Environment Variables

• HOST: Host address to bind to
• PORT: Port to listen on
• STORAGE_PATH: Path to storage directory

Examples

# Basic usage with defaults
logsonic

# Custom host and port
logsonic -host 0.0.0.0 -port 9000

# Custom storage path
logsonic -storage /var/logs/storage

# Using environment variables
HOST=0.0.0.0 PORT=9000 STORAGE_PATH=/var/logs/storage logsonic

Getting Started

Log Ingestion

1. Start LogSonic and open the web UI in your browser at http://localhost:8080
2. Click on "Import Log File" button in the UI
3. Select your log file and choose the appropriate format
4. If your log format is not automatically detected, you can specify a custom Grok pattern
5. Once imported, the log file will be indexed and available for searching

Search and Analysis

1. Use the search bar at the top to filter logs by time range and keywords
2. The left panel provides field-based filtering options
3. Use the advanced search syntax for more complex queries
4. Create custom filters and save them for future use

Development Environment

Frontend

The frontend is built with React, TypeScript, and Vite:

In development setup, we run the UI on port 8081 while the backend is running on 8080

cd frontend
npm ci
PORT=8081 npm run dev

Backend

The backend is written in Go:

cd backend
# If using air for hot reloading
./scripts/dev.sh

# Or standard Go run
go run main.go

Open http://localhost:8081 in your browser for local development

Architecture

LogSonic uses a client-server architecture:

• Backend: Go server that handles log ingestion, parsing, and indexing
• Frontend: React SPA that provides the user interface
• Storage: Local file-based storage for indices and metadata

See Architecture Documentation for more details.

API Documentation

LogSonic provides a Swagger UI for exploring and testing the API. Once the application is running, you can access the Swagger documentation at:

http://localhost:8080/api/v1/swagger/index.html

To regenerate the Swagger documentation after making changes to the API, run:

cd backend
# Install swag if not already installed
go install github.com/swaggo/swag/cmd/swag@latest

# Generate swagger docs
swag init -g pkg/server/server.go

FAQ

How does LogSonic handle large log files?

LogSonic uses efficient indexing techniques to handle large log files.
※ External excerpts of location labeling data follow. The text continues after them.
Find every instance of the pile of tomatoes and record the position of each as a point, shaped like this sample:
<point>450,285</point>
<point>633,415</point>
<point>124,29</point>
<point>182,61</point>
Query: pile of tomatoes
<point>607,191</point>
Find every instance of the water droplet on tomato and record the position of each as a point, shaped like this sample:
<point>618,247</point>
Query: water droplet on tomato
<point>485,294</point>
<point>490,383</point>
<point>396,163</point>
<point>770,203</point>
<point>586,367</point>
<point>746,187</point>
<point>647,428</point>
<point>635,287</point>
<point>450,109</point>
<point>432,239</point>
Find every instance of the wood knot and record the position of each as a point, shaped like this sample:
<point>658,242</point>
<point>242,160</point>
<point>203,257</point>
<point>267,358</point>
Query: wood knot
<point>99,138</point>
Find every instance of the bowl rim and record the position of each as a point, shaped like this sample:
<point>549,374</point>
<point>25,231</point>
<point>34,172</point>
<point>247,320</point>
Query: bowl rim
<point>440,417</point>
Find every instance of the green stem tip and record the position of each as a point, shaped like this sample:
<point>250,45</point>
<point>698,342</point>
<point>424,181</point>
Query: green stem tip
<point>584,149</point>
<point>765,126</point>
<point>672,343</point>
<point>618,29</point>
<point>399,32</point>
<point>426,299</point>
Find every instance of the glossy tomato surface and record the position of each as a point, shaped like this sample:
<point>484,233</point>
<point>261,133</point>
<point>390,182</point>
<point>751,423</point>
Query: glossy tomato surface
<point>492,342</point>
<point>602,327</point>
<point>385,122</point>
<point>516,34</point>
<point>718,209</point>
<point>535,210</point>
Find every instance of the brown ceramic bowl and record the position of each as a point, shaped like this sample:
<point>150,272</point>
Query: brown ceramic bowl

The backend uses the Bleve search library to create optimized indices, allowing for fast search even with gigabytes of logs.

Can I use custom log formats?

Yes, LogSonic supports custom Grok patterns for parsing log files. You can define your own patterns if your log format is not automatically detected.

Is my data sent to any servers?

No, LogSonic is completely offline. All data remains on your machine, and no internet connection is required after installation.

Support

For issues, feature requests, or questions, please create an issue on the GitHub repository.

License

LogSonic is released under the MIT License.